When marriage is about ownership, the owner has the right to punish his property for being unfaithful to him, much like the slave owner had the right to punish his slave. I once saw a documentary about a Christian Coptic village in Egypt, where the men were perfectly entitled to batter their wives to death if the wives had dared to speak to a male stranger.

Historically, when marriage has been about ownership, fathers have sometimes had the right to decide whether or not a newborn baby, particularly a newborn girl, should be accepted into the family or not. If the baby was not accepted, the father had the right to send her away from the family's home and leave her alone to die.

All things considered, I don't much like the ownership aspect of marriage, particularly not when the law gives one spouse the right to punish or abuse the other spouse or their children.

I like the caring and providing aspect of marriage so much better. However, in the same way that ownership is not always expressed in terms of marriage - the slave owner was not married to his slaves, after all - so caring isn't always an aspect of marriage. That is very true in the case of rearing children. A friend of mine, who has spent a lot of time in parts of South America, says that it is very common there for people to eschew marriage and to have sexual relations with a lot of partners. That way the women often have children with several men. The mother is her children's chief provider, but the man who is currently her lover is expected to pitch in and help.

In many parts of the western world, not least in certain social strata in America, it is common for young women to raise their children with the help of their own mothers. In parts of Africa, paternity has not been really interesting, and the children's maternal uncle has been the important father figure in their lives.

I'm saying that family structure has varied wildly in different cultures and over time.

But I'm not trying to say that marriage is a bad thing or that it is unimportant. I, too, think that a happy heterosexual marriage, where the parents are committed to each others as more-or-less equal partners and where they really care for their children, is ideal. I think that society really benefits from such well-functioning and happy family units. I think that stability and commitment are very good things, and when heterosexual marriages work out well, they are indeed so good for the family members and for society.

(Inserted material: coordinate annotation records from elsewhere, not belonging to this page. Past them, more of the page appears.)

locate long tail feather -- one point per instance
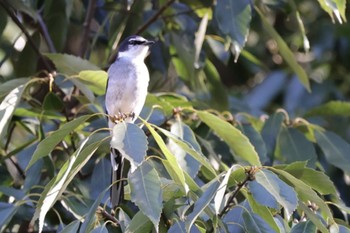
(117, 190)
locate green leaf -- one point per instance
(313, 217)
(335, 149)
(285, 52)
(262, 211)
(304, 227)
(257, 141)
(71, 167)
(7, 108)
(7, 87)
(234, 138)
(90, 217)
(140, 223)
(170, 163)
(7, 211)
(293, 146)
(201, 203)
(219, 96)
(283, 193)
(50, 142)
(270, 132)
(130, 141)
(95, 80)
(306, 194)
(52, 102)
(233, 17)
(315, 179)
(184, 134)
(69, 64)
(146, 192)
(191, 147)
(332, 108)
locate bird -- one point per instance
(126, 92)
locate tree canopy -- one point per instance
(245, 127)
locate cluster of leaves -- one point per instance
(205, 158)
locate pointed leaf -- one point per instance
(285, 52)
(332, 108)
(170, 163)
(201, 203)
(233, 17)
(146, 192)
(50, 142)
(283, 193)
(234, 138)
(295, 147)
(304, 227)
(130, 141)
(140, 223)
(335, 149)
(8, 106)
(69, 64)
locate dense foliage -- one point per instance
(245, 128)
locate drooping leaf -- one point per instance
(262, 211)
(96, 80)
(8, 106)
(270, 132)
(140, 223)
(293, 146)
(69, 64)
(201, 203)
(335, 149)
(58, 184)
(304, 227)
(332, 108)
(234, 138)
(90, 217)
(146, 192)
(233, 17)
(170, 163)
(130, 141)
(283, 193)
(187, 162)
(257, 141)
(285, 52)
(50, 142)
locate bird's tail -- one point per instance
(117, 190)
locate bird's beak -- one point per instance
(149, 42)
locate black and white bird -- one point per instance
(126, 93)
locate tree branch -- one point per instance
(250, 176)
(154, 17)
(89, 15)
(14, 18)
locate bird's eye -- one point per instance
(135, 42)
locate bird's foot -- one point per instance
(120, 117)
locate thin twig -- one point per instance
(250, 176)
(87, 23)
(107, 216)
(46, 34)
(5, 5)
(154, 17)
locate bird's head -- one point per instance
(134, 48)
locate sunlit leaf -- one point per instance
(285, 52)
(130, 141)
(69, 64)
(335, 149)
(233, 17)
(234, 138)
(51, 141)
(146, 192)
(283, 193)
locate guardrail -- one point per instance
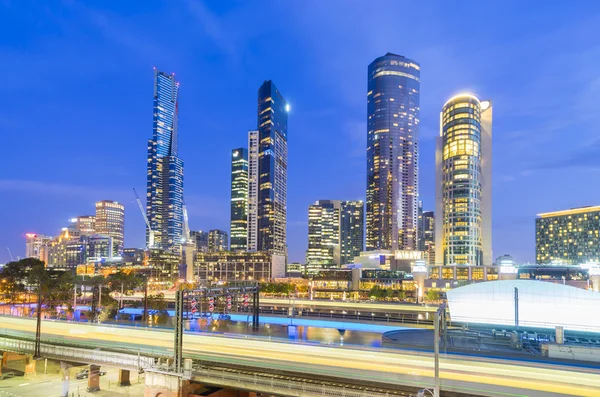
(284, 385)
(79, 354)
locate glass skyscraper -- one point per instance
(568, 237)
(164, 201)
(110, 221)
(464, 183)
(392, 153)
(335, 233)
(238, 231)
(272, 170)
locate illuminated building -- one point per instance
(218, 240)
(335, 233)
(272, 170)
(237, 266)
(392, 153)
(426, 233)
(86, 224)
(239, 200)
(352, 218)
(252, 224)
(323, 235)
(164, 201)
(569, 237)
(110, 222)
(464, 183)
(201, 240)
(34, 244)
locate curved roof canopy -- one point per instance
(541, 305)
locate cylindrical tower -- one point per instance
(460, 172)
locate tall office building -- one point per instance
(335, 233)
(272, 170)
(464, 183)
(392, 153)
(200, 238)
(86, 224)
(164, 201)
(252, 224)
(426, 233)
(323, 234)
(352, 219)
(218, 240)
(110, 222)
(34, 245)
(569, 237)
(238, 230)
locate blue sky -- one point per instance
(76, 101)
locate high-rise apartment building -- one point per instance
(392, 153)
(200, 238)
(272, 170)
(569, 237)
(352, 230)
(34, 245)
(164, 201)
(335, 233)
(426, 233)
(464, 183)
(252, 224)
(110, 221)
(218, 240)
(238, 230)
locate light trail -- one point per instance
(408, 368)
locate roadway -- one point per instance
(465, 374)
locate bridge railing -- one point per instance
(80, 354)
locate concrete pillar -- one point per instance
(65, 376)
(596, 282)
(124, 378)
(93, 378)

One reason why heterosexual marriage is a good thing is that most people are straight, so a heterosexual relationship is natural for them. Another reason is that the small family unit that we have in the West hopefully has less to do with ownership and more about mutual commitment.

I just don't think that heterosexual marriages are right for everybody, and I don't see why responsible homosexual adults who want to live in stable legally recognized unions should not be able to do so. And I don't see why they should not be able to be good and caring parents to their children. I talked earlier about a gay Swedish couple, Jonas Gardell and Mark Levengood, who are good friends with a lesbian couple, and the four of them decided to have children together. Thanks to artificial insemination, both of the women have become mothers and both of the men have become fathers. If these four people are caring parents, and I don't see why they wouldn't be, then I don't see why their children should become disadvantaged from having 'four' parents instead of two.

Vicki, you said that a serious concern of yours is the freedom of churches, and your fear that the freedom of churches might be circumscribed has a lot to do with your opposition to the idea of legalizing gay marriage. I can see that there could be ways that churches might be adversely affected by legalizing gay marriage, but I think that the rights of people are more important than the rights of churches.